The article - Viktor Orbán's revision of the 1956 Revolution - reflected "a biased use of sources and treatment of Hungary’s national holiday" and "is unbecoming of the quality we have come to expect from Politico," writes Government Spokeperson Zoltán Kovács on the website today.
Kovács writes that the 1956 Revolution marked a turning point in the Cold War. For decades, the subject was taboo in Hungary, referred to sparingly and even then only in a distorted way as a “counter-revolution.” As a result, generations of Hungarians knew little about those freedom fighters who stood up to Soviet tanks.
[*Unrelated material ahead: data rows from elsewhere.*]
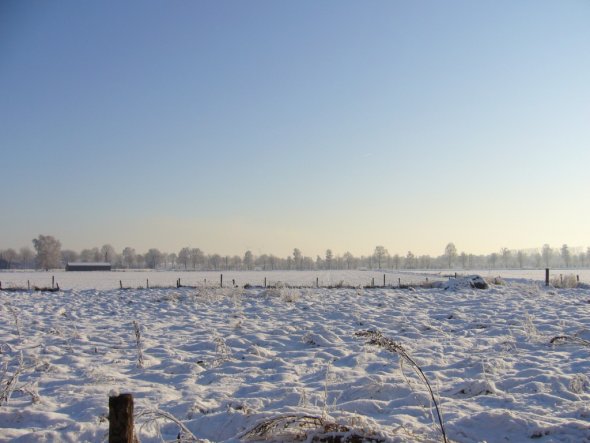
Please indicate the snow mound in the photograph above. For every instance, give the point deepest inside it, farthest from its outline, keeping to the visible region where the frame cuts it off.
(467, 282)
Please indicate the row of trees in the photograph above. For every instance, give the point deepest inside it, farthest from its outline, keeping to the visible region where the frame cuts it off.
(48, 254)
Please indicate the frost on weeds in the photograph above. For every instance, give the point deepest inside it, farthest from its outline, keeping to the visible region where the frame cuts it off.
(308, 428)
(377, 339)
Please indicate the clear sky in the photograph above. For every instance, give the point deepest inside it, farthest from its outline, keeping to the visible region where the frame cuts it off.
(269, 125)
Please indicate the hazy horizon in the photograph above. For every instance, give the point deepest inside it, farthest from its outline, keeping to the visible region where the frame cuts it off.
(267, 126)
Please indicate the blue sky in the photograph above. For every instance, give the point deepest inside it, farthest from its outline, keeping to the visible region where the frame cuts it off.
(271, 125)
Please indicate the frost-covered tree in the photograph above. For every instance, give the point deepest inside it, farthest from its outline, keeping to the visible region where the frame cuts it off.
(380, 254)
(184, 256)
(565, 255)
(450, 253)
(26, 257)
(297, 258)
(10, 256)
(248, 260)
(463, 260)
(329, 258)
(108, 254)
(215, 261)
(546, 253)
(410, 260)
(348, 258)
(505, 252)
(520, 258)
(153, 258)
(69, 256)
(396, 261)
(198, 258)
(493, 259)
(129, 257)
(48, 252)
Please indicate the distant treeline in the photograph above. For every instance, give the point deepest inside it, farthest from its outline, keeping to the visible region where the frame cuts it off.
(48, 254)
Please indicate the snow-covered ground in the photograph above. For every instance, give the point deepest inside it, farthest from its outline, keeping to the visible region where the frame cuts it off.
(219, 361)
(135, 279)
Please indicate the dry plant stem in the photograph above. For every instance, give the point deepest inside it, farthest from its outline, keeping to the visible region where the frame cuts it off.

They had no awareness of this revolution’s huge significance beyond the borders of Hungary.
The freedom fighters were young students and manual laborers, craftsmen and factory workers, men and women, and when they bravely took to the streets for their basic rights, the communist dictatorship could defeat them only with the overwhelming force of Soviet tanks and artillery, and suffered a moral defeat. Though the freedom fighters lost the battle in November 1956, for Hungarians, the “lads of Pest” ultimately won the war against the Soviet Union.
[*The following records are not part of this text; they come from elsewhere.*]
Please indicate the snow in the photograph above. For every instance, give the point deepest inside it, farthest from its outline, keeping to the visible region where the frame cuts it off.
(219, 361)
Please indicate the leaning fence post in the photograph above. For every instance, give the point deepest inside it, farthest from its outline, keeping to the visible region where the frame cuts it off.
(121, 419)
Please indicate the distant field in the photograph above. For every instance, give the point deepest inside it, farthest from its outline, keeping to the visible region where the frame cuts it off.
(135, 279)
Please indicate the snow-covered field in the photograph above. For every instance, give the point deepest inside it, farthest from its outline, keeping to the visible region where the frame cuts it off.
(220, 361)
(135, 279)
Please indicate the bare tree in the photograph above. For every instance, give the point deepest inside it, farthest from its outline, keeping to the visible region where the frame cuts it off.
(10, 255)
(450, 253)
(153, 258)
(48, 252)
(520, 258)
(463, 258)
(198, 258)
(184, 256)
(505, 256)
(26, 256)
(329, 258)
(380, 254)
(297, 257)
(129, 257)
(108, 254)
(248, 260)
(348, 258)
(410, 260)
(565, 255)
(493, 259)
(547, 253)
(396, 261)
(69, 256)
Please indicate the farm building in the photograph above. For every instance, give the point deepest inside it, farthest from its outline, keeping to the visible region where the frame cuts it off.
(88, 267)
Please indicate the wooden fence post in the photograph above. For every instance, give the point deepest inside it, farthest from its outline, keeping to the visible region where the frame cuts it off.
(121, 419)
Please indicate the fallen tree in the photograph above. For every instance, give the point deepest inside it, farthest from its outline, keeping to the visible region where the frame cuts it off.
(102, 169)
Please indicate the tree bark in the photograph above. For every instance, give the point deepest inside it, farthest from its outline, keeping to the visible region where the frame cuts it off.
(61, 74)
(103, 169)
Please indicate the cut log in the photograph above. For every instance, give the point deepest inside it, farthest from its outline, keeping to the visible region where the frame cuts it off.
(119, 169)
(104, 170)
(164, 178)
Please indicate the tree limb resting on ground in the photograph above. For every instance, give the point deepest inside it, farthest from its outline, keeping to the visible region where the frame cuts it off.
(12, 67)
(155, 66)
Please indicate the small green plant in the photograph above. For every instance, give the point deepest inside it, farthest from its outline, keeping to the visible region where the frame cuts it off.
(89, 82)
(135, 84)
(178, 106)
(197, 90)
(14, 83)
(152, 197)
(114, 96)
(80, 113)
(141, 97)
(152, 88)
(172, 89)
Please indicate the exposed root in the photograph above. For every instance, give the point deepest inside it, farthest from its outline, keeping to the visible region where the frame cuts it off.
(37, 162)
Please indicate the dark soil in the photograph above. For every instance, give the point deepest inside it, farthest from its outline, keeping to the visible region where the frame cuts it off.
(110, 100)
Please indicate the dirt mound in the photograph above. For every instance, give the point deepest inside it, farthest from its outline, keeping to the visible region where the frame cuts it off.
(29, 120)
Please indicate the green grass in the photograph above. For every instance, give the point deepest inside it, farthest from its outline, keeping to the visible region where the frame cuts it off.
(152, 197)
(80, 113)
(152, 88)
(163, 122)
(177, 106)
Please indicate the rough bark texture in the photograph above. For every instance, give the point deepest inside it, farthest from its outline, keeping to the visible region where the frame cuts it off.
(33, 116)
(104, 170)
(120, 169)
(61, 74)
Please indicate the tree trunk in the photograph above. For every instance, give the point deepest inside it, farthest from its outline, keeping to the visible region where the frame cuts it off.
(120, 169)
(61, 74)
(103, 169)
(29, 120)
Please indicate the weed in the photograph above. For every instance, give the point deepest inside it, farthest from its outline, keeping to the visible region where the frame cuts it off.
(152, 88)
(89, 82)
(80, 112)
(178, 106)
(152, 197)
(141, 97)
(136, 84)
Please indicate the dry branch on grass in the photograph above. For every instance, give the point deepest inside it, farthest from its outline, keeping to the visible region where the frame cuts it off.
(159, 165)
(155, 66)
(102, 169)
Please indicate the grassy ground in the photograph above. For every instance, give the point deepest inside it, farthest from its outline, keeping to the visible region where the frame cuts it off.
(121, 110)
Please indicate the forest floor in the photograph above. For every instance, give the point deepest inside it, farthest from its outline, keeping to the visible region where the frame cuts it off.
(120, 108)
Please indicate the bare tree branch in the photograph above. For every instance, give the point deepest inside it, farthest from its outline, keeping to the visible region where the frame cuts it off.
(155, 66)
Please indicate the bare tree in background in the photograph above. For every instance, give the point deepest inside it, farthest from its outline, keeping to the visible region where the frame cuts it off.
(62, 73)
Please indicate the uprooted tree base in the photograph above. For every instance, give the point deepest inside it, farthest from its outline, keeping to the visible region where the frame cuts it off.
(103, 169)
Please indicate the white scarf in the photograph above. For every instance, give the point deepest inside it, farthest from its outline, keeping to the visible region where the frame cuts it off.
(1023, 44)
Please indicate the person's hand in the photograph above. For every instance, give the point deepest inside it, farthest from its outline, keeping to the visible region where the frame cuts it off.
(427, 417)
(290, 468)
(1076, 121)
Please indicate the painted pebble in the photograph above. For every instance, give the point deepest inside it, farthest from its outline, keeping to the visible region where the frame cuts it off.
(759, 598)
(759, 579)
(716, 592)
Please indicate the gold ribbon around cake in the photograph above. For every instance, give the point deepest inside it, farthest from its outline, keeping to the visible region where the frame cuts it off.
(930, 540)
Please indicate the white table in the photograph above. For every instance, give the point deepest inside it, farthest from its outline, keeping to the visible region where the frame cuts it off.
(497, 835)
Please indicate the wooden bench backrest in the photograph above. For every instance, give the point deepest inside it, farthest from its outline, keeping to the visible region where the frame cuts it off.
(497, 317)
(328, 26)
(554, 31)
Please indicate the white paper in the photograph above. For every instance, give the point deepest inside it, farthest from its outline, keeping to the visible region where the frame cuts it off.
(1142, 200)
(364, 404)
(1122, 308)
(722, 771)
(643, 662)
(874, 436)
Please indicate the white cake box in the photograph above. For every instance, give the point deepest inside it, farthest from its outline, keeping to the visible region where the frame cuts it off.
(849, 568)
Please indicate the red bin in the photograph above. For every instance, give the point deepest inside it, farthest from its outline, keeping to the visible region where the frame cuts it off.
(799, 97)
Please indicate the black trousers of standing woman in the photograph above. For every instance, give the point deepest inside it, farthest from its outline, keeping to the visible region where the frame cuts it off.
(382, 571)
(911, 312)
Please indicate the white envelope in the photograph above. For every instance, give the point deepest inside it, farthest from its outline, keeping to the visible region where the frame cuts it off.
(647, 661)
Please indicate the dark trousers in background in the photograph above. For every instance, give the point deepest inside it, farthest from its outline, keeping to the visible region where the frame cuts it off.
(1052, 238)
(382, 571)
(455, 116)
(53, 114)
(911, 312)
This year’s commemoration, which marked the 60th anniversary of the revolution, is not Prime Minister Viktor Orbán’s revision. It celebrates the heroes who took to the streets to fight the tyranny of communism. It acknowledges many of those who played a role — yes, including Prime Minister Imre Nagy — but the spotlight was, as it should be, on the regular folks who fought the revolution.
It is this side of the 1956 story — of a popular revolution led by the youth and brutally crushed — that was covered up for so long. Hungary’s Socialist Party, as the official successors to the communists, and their liberal coalition partners, understandably, were never comfortable with the 1956 Revolution and could never abide that side of the story.
Sadly, nearly all of the sources quoted as saying the government is trying to “monopolize the revolution” come from those circles. The author’s reliance on these sources to report on the ’56 holiday is comparable to turning to the political descendants of Alexander Dubček for a story on the anniversary of the Prague Spring or to those of Wojciech Jaruzelski on a commemoration of the strikes at the Gdansk Ship Yard. It’s not surprising that they have something critical to say.